The paper depicting the Phase II outcomes is currently under review.

Rusby, J.C., Smolkowski, K., Marquez, B., & Taylor, T.K. (submitted May 2007) Proactive approaches for enhancing children?s social development in child care homes. Submitted to Early Childhood Research Quarterly.

Patents/Copyrights and Materials
The program, CARESCAPES: Promoting Children?s Social Competence, has been copyrighted in 2007 by IRIS Media, Inc.

Product and Intended Use
The 3-part Carescapes DVD and book show family child care providers how to nurture healthy social skills and how to provide children with opportunities that enhance social development. IRIS is taking steps to market the product to family child care providers, as well as early childhood teachers, consultants and researchers. It also will be of interest to those who train early interventionists and child care providers, such as child resource and referral agencies and college faculty.

Section 1: Setting up the Environment to Support Social Development (23 minutes)

  • Arranging physical space
  • Choosing toys and materials
  • Scheduling the day's activities

Section 2: Guiding Children's Behavior (23 minutes)

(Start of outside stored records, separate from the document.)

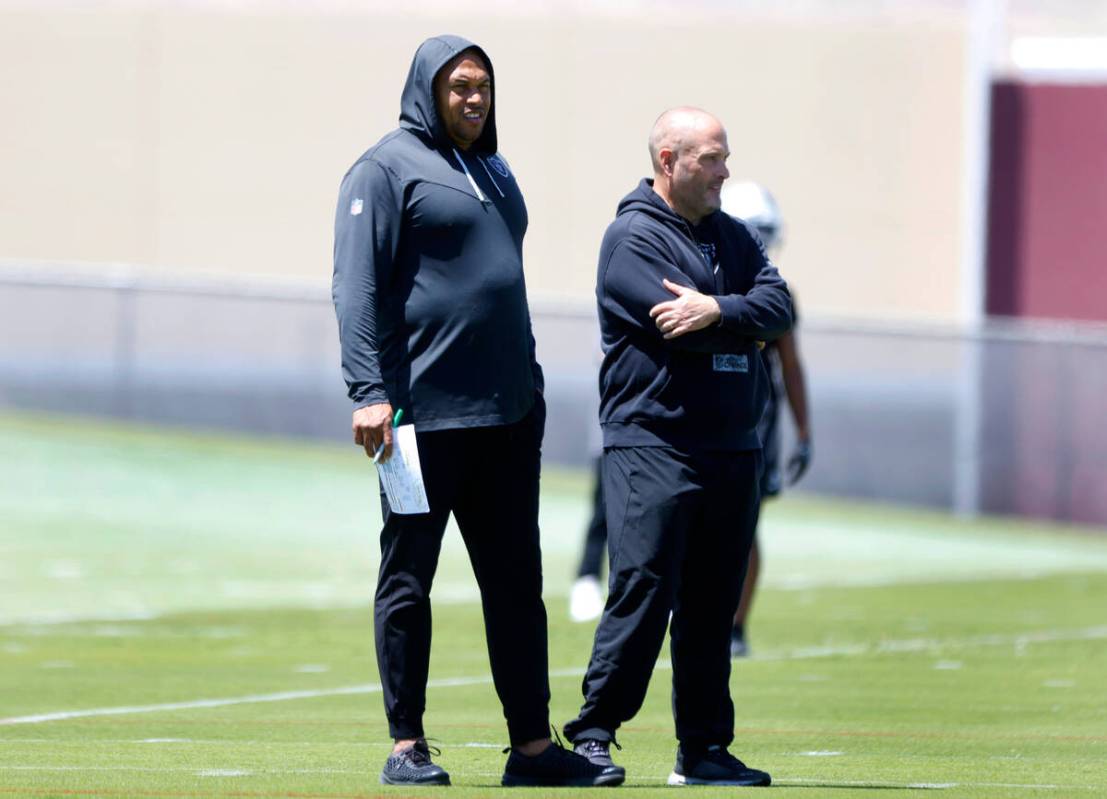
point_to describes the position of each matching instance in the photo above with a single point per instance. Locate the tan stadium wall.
(211, 137)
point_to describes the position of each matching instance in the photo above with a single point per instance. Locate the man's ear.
(666, 158)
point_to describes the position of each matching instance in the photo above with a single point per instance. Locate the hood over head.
(417, 111)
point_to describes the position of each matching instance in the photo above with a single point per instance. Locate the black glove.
(799, 460)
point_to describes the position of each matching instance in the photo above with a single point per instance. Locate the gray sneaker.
(412, 766)
(556, 766)
(598, 753)
(714, 766)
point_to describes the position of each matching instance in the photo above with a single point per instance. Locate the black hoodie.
(703, 391)
(428, 283)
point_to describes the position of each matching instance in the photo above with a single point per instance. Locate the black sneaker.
(557, 766)
(714, 766)
(598, 753)
(413, 766)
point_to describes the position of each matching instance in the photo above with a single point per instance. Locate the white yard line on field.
(909, 645)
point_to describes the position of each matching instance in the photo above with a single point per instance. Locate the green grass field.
(188, 615)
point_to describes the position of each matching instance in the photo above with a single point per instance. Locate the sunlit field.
(188, 615)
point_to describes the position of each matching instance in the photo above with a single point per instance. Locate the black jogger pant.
(679, 533)
(488, 478)
(596, 538)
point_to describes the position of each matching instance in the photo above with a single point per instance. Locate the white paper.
(402, 476)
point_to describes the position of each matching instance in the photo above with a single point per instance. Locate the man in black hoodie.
(433, 321)
(685, 293)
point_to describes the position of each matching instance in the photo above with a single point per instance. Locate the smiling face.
(689, 151)
(699, 170)
(463, 97)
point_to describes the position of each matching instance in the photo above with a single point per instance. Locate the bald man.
(684, 293)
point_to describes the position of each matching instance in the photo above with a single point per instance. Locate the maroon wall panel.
(1047, 201)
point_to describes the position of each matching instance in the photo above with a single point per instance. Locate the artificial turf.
(145, 571)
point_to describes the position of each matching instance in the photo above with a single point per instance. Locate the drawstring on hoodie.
(488, 173)
(472, 182)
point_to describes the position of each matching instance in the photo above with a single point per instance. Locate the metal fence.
(1006, 418)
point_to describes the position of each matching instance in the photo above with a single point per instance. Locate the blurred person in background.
(754, 205)
(684, 293)
(433, 320)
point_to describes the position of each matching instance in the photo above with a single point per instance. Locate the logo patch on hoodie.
(499, 165)
(731, 363)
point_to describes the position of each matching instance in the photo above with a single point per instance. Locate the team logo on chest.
(499, 165)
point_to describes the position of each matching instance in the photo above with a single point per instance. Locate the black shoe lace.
(422, 751)
(722, 756)
(593, 745)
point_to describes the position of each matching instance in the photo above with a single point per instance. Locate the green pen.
(395, 423)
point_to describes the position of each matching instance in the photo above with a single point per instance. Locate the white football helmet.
(753, 204)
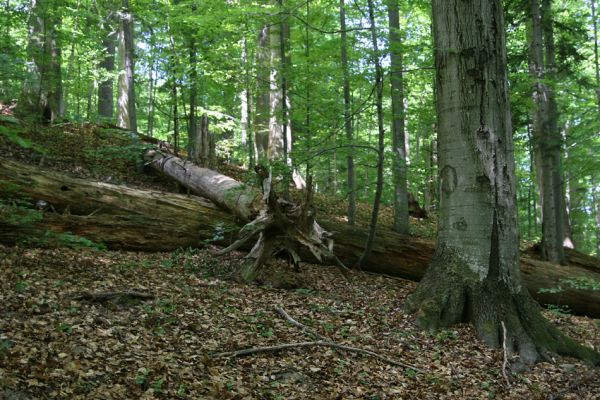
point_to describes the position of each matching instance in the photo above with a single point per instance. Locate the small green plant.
(579, 283)
(305, 292)
(141, 377)
(265, 331)
(411, 373)
(13, 135)
(157, 384)
(21, 286)
(446, 334)
(63, 327)
(166, 306)
(5, 345)
(83, 387)
(562, 311)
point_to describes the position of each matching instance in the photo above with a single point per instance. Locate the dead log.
(143, 220)
(233, 196)
(279, 226)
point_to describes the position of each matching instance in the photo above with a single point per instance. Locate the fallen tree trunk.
(131, 219)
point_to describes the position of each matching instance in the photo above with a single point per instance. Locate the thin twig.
(324, 339)
(505, 362)
(305, 328)
(323, 343)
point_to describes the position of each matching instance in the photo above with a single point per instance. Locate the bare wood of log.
(322, 343)
(110, 296)
(305, 328)
(147, 220)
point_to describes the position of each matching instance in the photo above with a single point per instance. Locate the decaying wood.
(147, 220)
(126, 297)
(321, 343)
(276, 225)
(297, 324)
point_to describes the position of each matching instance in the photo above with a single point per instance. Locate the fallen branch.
(322, 343)
(505, 352)
(305, 328)
(116, 297)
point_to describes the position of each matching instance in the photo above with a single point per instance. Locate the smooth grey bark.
(279, 125)
(42, 95)
(398, 126)
(204, 153)
(151, 85)
(246, 107)
(546, 137)
(380, 139)
(351, 179)
(262, 104)
(596, 206)
(596, 66)
(106, 102)
(474, 275)
(126, 104)
(193, 123)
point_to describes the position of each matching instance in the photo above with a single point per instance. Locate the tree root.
(323, 342)
(119, 298)
(281, 227)
(448, 295)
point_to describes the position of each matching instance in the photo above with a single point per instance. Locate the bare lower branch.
(113, 296)
(505, 351)
(322, 343)
(305, 328)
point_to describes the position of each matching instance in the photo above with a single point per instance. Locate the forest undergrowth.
(94, 324)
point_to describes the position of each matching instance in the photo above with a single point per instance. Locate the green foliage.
(14, 135)
(578, 283)
(224, 37)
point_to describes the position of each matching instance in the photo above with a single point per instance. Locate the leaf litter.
(56, 343)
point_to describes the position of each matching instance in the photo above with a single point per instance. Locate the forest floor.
(59, 341)
(56, 343)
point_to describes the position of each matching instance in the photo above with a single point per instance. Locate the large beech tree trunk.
(124, 218)
(474, 275)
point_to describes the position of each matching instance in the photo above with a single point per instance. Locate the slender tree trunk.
(146, 220)
(381, 136)
(398, 126)
(474, 275)
(351, 180)
(175, 117)
(596, 65)
(42, 92)
(596, 200)
(262, 103)
(545, 132)
(192, 124)
(151, 84)
(107, 65)
(246, 107)
(277, 123)
(127, 112)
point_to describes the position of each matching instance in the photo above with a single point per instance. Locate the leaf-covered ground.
(55, 345)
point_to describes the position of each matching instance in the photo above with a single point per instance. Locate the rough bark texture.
(347, 118)
(227, 193)
(144, 220)
(203, 149)
(474, 275)
(380, 138)
(42, 91)
(546, 137)
(127, 113)
(398, 135)
(262, 109)
(107, 65)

  • Creating a positive relationship with children
  • Planningahead to promote positive behavior
  • Developing and teaching rules and expectations
  • Providing clear directions
  • Monitoring behavior
  • Providingpositive attention and encouragement

Section 3: Understanding and Dealing with Challenging Behavior (26 minutes)

  • Responding appropriately to challenging behavior
  • Knowing the three key goals of behavior
  • Teaching positive behavior
  • Using the Behavior Support Guide to understand challenging behavior and to encourage positive behavior

The 75-page, spiral-bound book includes content covered on the DVD, ideas for cooperative play activities, parent handouts on social development, and the Behavior Support Guide forms.

Current status of product.
Product has been recently commercialized. The product has been commercially packaged. The product is listed on IRIS Media's e-commerce site (www.lookiris.com), and has been included in IRIS Media's product catalog.

Commercial name of product.
CARESCAPES: Promoting Children's Social Competence -A Guide for Family Child Care Providers.